Despite Nepal's increasing contact with the West since
liberation from Rana rule in 1951, the feudalistic yoke
has not
been broken
(see
Modernization under King Mahendra
, ch.
1). Even
after thirty-five years of economic development planning,
poverty
remained throughout the country. Government intervention
in
economic development under the rubric of planning has led
to a
breakdown in the traditional patron-client relations. In
the past,
this relationship provided some security of survival--or
what Karl
Polyani termed in 1957 "the absence of the threat of
individual
starvation"--for the clients, although they were placed in
a
subservient position. In 1991 such patron-client relations
had been
replaced by wage relations, but planned development had
not been
able to create enough employment opportunities to
gainfully absorb
the clients who no longer could rely on their patrons.
There was no doubt among observers that only an
increasing flow
of foreign aid and loans had kept Nepal from bankruptcy.
Yet there
seemed to be little evidence suggesting that the aid had,
despite
good intentions, alleviated mass poverty and uplifted the
society
as a whole.
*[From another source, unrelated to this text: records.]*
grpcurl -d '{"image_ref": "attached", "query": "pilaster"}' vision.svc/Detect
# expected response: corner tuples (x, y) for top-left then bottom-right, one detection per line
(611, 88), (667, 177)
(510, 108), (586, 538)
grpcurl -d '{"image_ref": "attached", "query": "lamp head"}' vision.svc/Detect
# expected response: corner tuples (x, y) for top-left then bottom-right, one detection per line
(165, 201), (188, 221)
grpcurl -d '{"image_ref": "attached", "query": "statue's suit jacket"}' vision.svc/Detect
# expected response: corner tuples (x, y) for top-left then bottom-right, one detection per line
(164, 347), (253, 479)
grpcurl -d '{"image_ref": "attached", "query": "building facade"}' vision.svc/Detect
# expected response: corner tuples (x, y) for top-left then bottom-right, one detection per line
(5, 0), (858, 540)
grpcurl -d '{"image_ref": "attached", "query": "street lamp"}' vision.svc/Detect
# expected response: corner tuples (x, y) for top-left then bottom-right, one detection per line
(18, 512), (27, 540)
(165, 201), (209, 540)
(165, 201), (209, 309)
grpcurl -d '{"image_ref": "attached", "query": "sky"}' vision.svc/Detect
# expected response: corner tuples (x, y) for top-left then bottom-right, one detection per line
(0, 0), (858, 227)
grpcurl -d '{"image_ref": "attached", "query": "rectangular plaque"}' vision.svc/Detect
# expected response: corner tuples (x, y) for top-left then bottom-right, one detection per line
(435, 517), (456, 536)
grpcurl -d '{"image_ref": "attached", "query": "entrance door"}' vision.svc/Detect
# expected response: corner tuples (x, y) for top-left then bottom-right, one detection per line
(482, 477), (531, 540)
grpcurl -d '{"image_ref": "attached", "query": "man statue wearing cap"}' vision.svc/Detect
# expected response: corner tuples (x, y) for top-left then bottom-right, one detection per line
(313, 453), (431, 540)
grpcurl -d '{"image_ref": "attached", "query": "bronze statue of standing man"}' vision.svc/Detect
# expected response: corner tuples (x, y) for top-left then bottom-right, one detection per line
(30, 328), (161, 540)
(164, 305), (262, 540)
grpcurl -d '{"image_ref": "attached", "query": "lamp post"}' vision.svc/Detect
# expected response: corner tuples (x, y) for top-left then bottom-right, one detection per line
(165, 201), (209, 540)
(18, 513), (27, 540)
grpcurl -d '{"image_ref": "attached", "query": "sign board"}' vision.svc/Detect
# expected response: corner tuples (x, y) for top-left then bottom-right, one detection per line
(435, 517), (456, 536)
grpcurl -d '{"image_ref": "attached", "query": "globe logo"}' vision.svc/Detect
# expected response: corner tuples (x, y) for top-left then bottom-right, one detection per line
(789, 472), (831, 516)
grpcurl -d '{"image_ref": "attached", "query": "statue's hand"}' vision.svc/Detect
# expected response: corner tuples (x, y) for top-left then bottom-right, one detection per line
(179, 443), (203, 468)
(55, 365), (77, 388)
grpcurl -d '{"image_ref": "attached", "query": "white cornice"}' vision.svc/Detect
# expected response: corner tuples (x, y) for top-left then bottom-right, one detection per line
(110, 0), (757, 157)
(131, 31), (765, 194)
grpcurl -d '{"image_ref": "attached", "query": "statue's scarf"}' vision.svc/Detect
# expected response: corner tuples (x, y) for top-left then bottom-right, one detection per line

Unemployment among the educated was partially
addressed
through the continued expansion of government jobs, but
such
expansion resulted in bureaucratic redundancy and, in
fact,
hindered economic development. Furthermore, such a
strategy had
only a limited ability to reduce the mass unemployment and
underemployment that typified Nepal's society. Widespread
unemployment and underemployment, which fueled poverty,
further
were exacerbated by continued rapid population growth.
Despite a
long-term and vigorous family planning program, the
population had
been growing at an increasing rate. Such population growth
contributed to increasing environmental deterioration,
given the
frailty of the country's mountainous environment.